Why it matters: Important companies fall through the cracks, largely unregulated, while others contend with a vast array of regulatory bodies, none of which are remotely predictable.
Driving the news: Pick a recent headline and it's easy to see how valued — and how obvious — the lack of regulation is in financial markets.
- Financial data powerhouse S&P Global is buying rival IHS Markit for $44 billion, even as the London Stock exchange looks like it has received EU approval to buy another huge data provider, Refinitiv, for $27 billion. (The giant in the space, Bloomberg, is worth north of $60 billion.) Such companies are integral to the functioning of financial markets, but, antitrust concerns aside, their operations are largely opaque to regulators.
- S&P Global will also precipitate a massive $100 billion flow out of existing S&P 500 stocks and into Tesla on Dec. 21, when the index giant will finally allow the electric carmaker to join its benchmark index. That's hardly a sign of an efficient market, but regulators have no ability to intervene.
- The Nasdaq stock exchange announced that it wants to delist companies that don't start nominating a diverse slate of directors — something that roughly 75% of those companies don't want to do, according to what Nasdaq itself says is their revealed preference. That power — to possibly reshape the governance of thousands of companies — is being wielded not by any regulator or legislator, but by a privately-owned company. (Admittedly, the SEC does first need to sign off on the plan.)
How it works: Institutions and individuals that control vast wealth — foundations, endowments, billionaires — are almost entirely unregulated. The asset managers who help to invest that wealth are also largely unregulated.

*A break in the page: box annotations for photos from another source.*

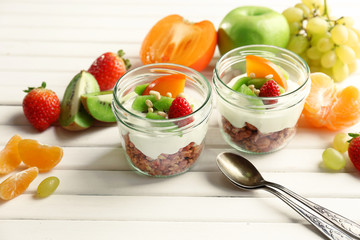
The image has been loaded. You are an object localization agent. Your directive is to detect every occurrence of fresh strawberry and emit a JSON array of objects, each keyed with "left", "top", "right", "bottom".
[
  {"left": 88, "top": 50, "right": 131, "bottom": 91},
  {"left": 168, "top": 97, "right": 194, "bottom": 127},
  {"left": 259, "top": 79, "right": 280, "bottom": 104},
  {"left": 348, "top": 133, "right": 360, "bottom": 171},
  {"left": 23, "top": 82, "right": 60, "bottom": 131}
]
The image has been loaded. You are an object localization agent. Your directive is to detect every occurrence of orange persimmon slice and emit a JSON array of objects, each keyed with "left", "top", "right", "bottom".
[
  {"left": 19, "top": 139, "right": 63, "bottom": 172},
  {"left": 0, "top": 167, "right": 39, "bottom": 200},
  {"left": 142, "top": 74, "right": 186, "bottom": 97},
  {"left": 0, "top": 135, "right": 21, "bottom": 175},
  {"left": 245, "top": 55, "right": 287, "bottom": 91},
  {"left": 140, "top": 15, "right": 217, "bottom": 71}
]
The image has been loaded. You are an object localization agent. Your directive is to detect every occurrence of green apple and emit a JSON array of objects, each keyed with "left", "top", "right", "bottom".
[{"left": 218, "top": 6, "right": 290, "bottom": 54}]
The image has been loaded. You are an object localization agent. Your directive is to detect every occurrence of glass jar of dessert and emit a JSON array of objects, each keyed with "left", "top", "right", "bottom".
[
  {"left": 213, "top": 45, "right": 311, "bottom": 153},
  {"left": 112, "top": 63, "right": 212, "bottom": 177}
]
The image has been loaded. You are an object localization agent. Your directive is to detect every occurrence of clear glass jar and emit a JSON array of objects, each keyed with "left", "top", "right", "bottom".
[
  {"left": 112, "top": 64, "right": 212, "bottom": 177},
  {"left": 213, "top": 45, "right": 311, "bottom": 153}
]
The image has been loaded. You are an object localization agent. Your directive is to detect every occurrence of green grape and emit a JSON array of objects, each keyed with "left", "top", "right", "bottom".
[
  {"left": 322, "top": 148, "right": 346, "bottom": 171},
  {"left": 320, "top": 51, "right": 337, "bottom": 68},
  {"left": 306, "top": 17, "right": 329, "bottom": 34},
  {"left": 332, "top": 59, "right": 349, "bottom": 82},
  {"left": 316, "top": 37, "right": 334, "bottom": 52},
  {"left": 37, "top": 177, "right": 60, "bottom": 197},
  {"left": 287, "top": 35, "right": 309, "bottom": 54},
  {"left": 335, "top": 45, "right": 356, "bottom": 64},
  {"left": 282, "top": 7, "right": 304, "bottom": 23},
  {"left": 345, "top": 28, "right": 359, "bottom": 48},
  {"left": 337, "top": 17, "right": 354, "bottom": 27},
  {"left": 333, "top": 133, "right": 349, "bottom": 153},
  {"left": 330, "top": 24, "right": 349, "bottom": 45},
  {"left": 301, "top": 0, "right": 322, "bottom": 10},
  {"left": 310, "top": 32, "right": 331, "bottom": 46},
  {"left": 306, "top": 47, "right": 322, "bottom": 60},
  {"left": 348, "top": 61, "right": 357, "bottom": 74},
  {"left": 289, "top": 22, "right": 301, "bottom": 35},
  {"left": 295, "top": 3, "right": 310, "bottom": 18}
]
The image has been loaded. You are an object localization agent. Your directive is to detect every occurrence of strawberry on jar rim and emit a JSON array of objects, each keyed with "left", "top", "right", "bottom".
[
  {"left": 88, "top": 50, "right": 131, "bottom": 91},
  {"left": 22, "top": 82, "right": 60, "bottom": 131}
]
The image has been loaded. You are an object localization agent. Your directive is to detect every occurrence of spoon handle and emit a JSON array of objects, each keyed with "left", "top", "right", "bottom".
[
  {"left": 265, "top": 187, "right": 353, "bottom": 240},
  {"left": 266, "top": 182, "right": 360, "bottom": 239}
]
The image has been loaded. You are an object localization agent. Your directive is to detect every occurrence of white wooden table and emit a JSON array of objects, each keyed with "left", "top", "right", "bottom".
[{"left": 0, "top": 0, "right": 360, "bottom": 240}]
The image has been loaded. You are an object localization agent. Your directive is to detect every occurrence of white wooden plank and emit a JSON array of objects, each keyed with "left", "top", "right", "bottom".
[
  {"left": 0, "top": 195, "right": 359, "bottom": 224},
  {"left": 0, "top": 220, "right": 323, "bottom": 240}
]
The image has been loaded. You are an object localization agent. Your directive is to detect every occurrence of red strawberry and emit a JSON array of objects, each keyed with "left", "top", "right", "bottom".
[
  {"left": 168, "top": 97, "right": 194, "bottom": 127},
  {"left": 88, "top": 50, "right": 131, "bottom": 91},
  {"left": 23, "top": 82, "right": 60, "bottom": 131},
  {"left": 348, "top": 133, "right": 360, "bottom": 171},
  {"left": 259, "top": 79, "right": 280, "bottom": 104}
]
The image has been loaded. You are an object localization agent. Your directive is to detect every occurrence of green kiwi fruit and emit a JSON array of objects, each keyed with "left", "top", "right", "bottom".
[
  {"left": 81, "top": 91, "right": 116, "bottom": 122},
  {"left": 59, "top": 71, "right": 100, "bottom": 131}
]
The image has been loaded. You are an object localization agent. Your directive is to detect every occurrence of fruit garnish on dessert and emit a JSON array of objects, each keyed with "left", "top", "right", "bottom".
[
  {"left": 88, "top": 50, "right": 131, "bottom": 91},
  {"left": 245, "top": 55, "right": 288, "bottom": 91},
  {"left": 23, "top": 82, "right": 60, "bottom": 131},
  {"left": 0, "top": 135, "right": 21, "bottom": 175},
  {"left": 0, "top": 167, "right": 39, "bottom": 200},
  {"left": 141, "top": 74, "right": 186, "bottom": 97},
  {"left": 18, "top": 139, "right": 63, "bottom": 172},
  {"left": 232, "top": 55, "right": 288, "bottom": 105},
  {"left": 303, "top": 73, "right": 360, "bottom": 130},
  {"left": 348, "top": 133, "right": 360, "bottom": 171}
]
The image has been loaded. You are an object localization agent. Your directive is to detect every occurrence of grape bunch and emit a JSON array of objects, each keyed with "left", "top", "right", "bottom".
[{"left": 282, "top": 0, "right": 360, "bottom": 82}]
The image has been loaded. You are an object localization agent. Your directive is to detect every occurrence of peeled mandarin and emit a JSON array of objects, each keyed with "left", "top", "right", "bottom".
[
  {"left": 19, "top": 139, "right": 63, "bottom": 172},
  {"left": 0, "top": 135, "right": 21, "bottom": 175},
  {"left": 0, "top": 167, "right": 39, "bottom": 200},
  {"left": 303, "top": 73, "right": 360, "bottom": 130}
]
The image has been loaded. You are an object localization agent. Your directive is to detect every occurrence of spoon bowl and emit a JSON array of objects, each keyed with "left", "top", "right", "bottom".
[
  {"left": 216, "top": 152, "right": 360, "bottom": 240},
  {"left": 216, "top": 152, "right": 265, "bottom": 189}
]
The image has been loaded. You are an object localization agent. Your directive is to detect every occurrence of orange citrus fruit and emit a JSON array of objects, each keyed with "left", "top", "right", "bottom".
[
  {"left": 0, "top": 135, "right": 21, "bottom": 175},
  {"left": 19, "top": 139, "right": 63, "bottom": 172},
  {"left": 303, "top": 73, "right": 360, "bottom": 130},
  {"left": 0, "top": 167, "right": 39, "bottom": 200}
]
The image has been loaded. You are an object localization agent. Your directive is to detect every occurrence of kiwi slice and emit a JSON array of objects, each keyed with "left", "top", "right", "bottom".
[
  {"left": 59, "top": 71, "right": 100, "bottom": 131},
  {"left": 134, "top": 83, "right": 149, "bottom": 95},
  {"left": 146, "top": 112, "right": 165, "bottom": 120},
  {"left": 81, "top": 91, "right": 116, "bottom": 122},
  {"left": 132, "top": 95, "right": 156, "bottom": 112},
  {"left": 246, "top": 78, "right": 269, "bottom": 89},
  {"left": 232, "top": 77, "right": 251, "bottom": 91},
  {"left": 154, "top": 96, "right": 174, "bottom": 112}
]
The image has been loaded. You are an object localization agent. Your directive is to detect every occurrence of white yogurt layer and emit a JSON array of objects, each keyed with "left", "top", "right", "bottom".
[
  {"left": 119, "top": 92, "right": 208, "bottom": 159},
  {"left": 217, "top": 78, "right": 305, "bottom": 133}
]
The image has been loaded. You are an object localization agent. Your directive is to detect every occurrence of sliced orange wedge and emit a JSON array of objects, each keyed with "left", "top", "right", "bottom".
[
  {"left": 245, "top": 55, "right": 288, "bottom": 91},
  {"left": 19, "top": 139, "right": 63, "bottom": 172},
  {"left": 0, "top": 135, "right": 21, "bottom": 175},
  {"left": 0, "top": 167, "right": 39, "bottom": 200}
]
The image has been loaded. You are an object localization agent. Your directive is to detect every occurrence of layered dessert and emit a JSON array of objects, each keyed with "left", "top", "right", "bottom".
[
  {"left": 217, "top": 55, "right": 304, "bottom": 153},
  {"left": 114, "top": 74, "right": 211, "bottom": 176}
]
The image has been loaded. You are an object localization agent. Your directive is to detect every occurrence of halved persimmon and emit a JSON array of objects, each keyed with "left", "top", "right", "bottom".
[
  {"left": 245, "top": 55, "right": 287, "bottom": 91},
  {"left": 142, "top": 74, "right": 186, "bottom": 97},
  {"left": 140, "top": 14, "right": 217, "bottom": 71}
]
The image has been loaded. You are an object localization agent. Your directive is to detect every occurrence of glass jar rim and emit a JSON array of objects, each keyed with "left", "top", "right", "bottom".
[
  {"left": 113, "top": 63, "right": 212, "bottom": 129},
  {"left": 214, "top": 44, "right": 310, "bottom": 100}
]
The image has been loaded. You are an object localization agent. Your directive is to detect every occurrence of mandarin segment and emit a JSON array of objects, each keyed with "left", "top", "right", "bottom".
[
  {"left": 303, "top": 73, "right": 360, "bottom": 130},
  {"left": 0, "top": 167, "right": 39, "bottom": 200},
  {"left": 19, "top": 139, "right": 63, "bottom": 172},
  {"left": 0, "top": 135, "right": 21, "bottom": 175}
]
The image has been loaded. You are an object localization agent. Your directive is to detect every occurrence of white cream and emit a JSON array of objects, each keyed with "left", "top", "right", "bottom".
[
  {"left": 217, "top": 78, "right": 304, "bottom": 133},
  {"left": 119, "top": 93, "right": 208, "bottom": 159}
]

- Insurance companies are regulated, but only by a patchwork quilt of state regulators. No federal regulator has oversight or control over the industry.
- The places that the investments are actually held — the so-called custodians — are regulated, which is one reason why investment managers invariably outsource that part of their business.
- The exchanges where the investments are traded tend to avoid close regulation, to the detriment of systemic stability. The "shadow banks" that normally keep those exchanges liquid — except during times of stress — are less regulated still.
- Ratings agencies, proxy advisors, information providers, and other companies providing crucial grease for the wheels of finance — they're largely unregulated too.
What to watch: There's talk that the Biden administration will be much more aggressive about regulating hedge funds than any of its Democratic or Republican predecessors.
- Biden's presumptive pick as head of the National Economic Council, however, Brian Deese, would be arriving at the White House via the revolving door from BlackRock. The $7 trillion investment giant has relationships with hundreds of regulators around the world, but no one regulator is charged with looking at it as a single global systemically-important entity.
Of note: JPMorgan's fiduciary arm was recently hit with a $250 million fine by the OCC, one of America's bank regulators. Other major fiduciaries include giant nonbanks like Vanguard, Fidelity, and BlackRock, none of which ever have ever faced a fine remotely as large.
The bottom line: The U.S. would benefit greatly from having a single powerful financial regulator operating a principles-based regime that would encompass all financial institutions. Even many of the institutions would welcome such a thing. The problem is that the existing interests are too entrenched for that to ever happen.